Top 10 Reasons I would be a Lousy Bishop.

I use profanity. A lot. I’m not making up what I’m about to write. I was in a monthly clergy gathering talking about stewardship. What else, right? And I just blurted out (this is pre-resignation and pre-lithium) in pretty good earshot of everyone, including my then bishop who I think had brought up the subject. Go figure. I said something to the effect of, “You know, I didn’t go to seminary to learn how to run a fucking stewardship program.” Something along those lines. It surprised me that I said that. But I did mean it. It was close to the end of my professional church career as I recall. Nobody said anything in response to my statement.
I’ve always had a problem with profanity. I even wrote a blog about titled the Pedagogy of Profanity. Profanity has a way of communicating things in a way that the King’s English can’t get done. Had I become bishop, I would have really tried hard to be careful. I’ve gotten better with it, but, I can assure you, it would have come out. Then I’d have been up shit creek.

As a young person, exiting fundamentalism and considering the priesthood, I spent much time at Camp Galilee, Nevada’s Episcopal church camp on Lake Tahoe. The first week of my first year of being a camp counselor, the chaplain for the week tells me the following joke, prefacing it by saying that Bishop Wes Frensdorf, had first told him it.

A postal worker who had had the same route for many years announced his retirement to the customers he had served well. Hearing the news, a particular woman, a customer he grew fond of, invited him into her home where she prepared a lovely lunch for him. Following the meal, she took him upstairs and made passionate love to the mailman. Then, before he left her home to return to his route, she presented him with crisp dollar bill-never been folded. The mail carrier left the home somewhat puzzled.

A few weeks passed. The two continued to see each other on a daily basis, exchange mail pleasantries, but never spoke of the curious afternoon. Finally, on the last day of his route and career, the mailman approached the home of the woman, knocked upon her door, and handed her mail to her. He then managed to ask her about what had happened.
“Ma’am, I will have to say that our afternoon a few weeks back has puzzled me. You made me a lovely lunch, took me upstairs and made passionate love to me, then gave me a new dollar bill. I, am, he said, a little perplexed.”
The woman smiled,and told him just what he needed to know.
“Well, I asked my husband one morning” she said as she blushed, “What to do for your retirement. He simply told me, ‘Fuck him. Give him a dollar.’ The lunch was my idea.”

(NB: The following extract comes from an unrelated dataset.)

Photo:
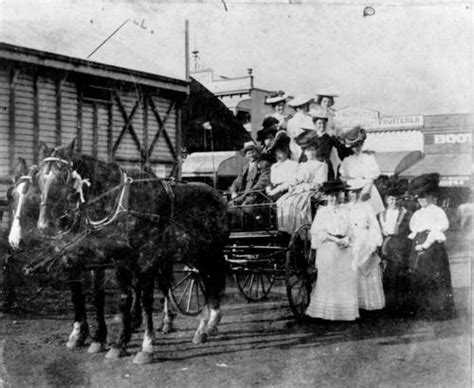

Top 10 Reasons I would be a Lousy Bishop.

#9 I have visible tattoos

A friend once told me you should get a tattoo every twenty-five years. I decided to do that and told my bishop as much. He was pretty cool about it. For my first tattoo, I got me a Celtic Cross/Lotus Flower combo. Not long after that, I got a road-runner, my spirit animal and one of my totems. I know of a bishop back east who required his clergy with tattoos to cover them up when officiating liturgically. Had I become a bishop, I can just imagine the inevitable drama that would have occurred when a mother of a 13-yr old acolyte crosier-reams for encouraging her adolescent to tattoo up because of my body art. Here’s the my imagined conversation:
Mad Mom: Bishop Polley, my 13 year-old daughter, Brandi, has just come home with a large tattoo in the middle of her back, she refers to as her ‘tramp stamp.’
Bishop Polley: No shit? Who was the artist? You know, I’ve always wanted my ink in a place where I can see it, so I haven’t gone for the back or calf or that. Interesting. Do you know what it cost her? Tell her to keep an eye on it. I’ve had some problems with the healing. I’ve got holy oil if you think that might help.

Top 10 Reasons I would be a Lousy Bishop

Reason # 10.
Too Hard to Remember How to Write my Name

Some Episcopal clergy practice a interesting tradition when writing out their name, especially on formal documents like marriage licenses and baptismal certificates, letters of admonition, or rejection letters to aspiring bishops. If one is a priest, then one places a small cross after their name (I hope I am getting this right), eg. Seth Polley + . If one is a bishop, then one places a small cross before their name, + Seth Polley. If one is a deacon, I don’t know where they place the cross. My mother has been a deacon for a many, many years. I don’t think she has placed a cross anywhere in her name. She has lived with Christ in her heart for many years, however.
I would have never remembered where to put the damn thing, the small cross. I get confused, especially when I’m in a rush. That’s why I have a tortoise tattooed on my right wrist, to help me to remember patience. I think its working.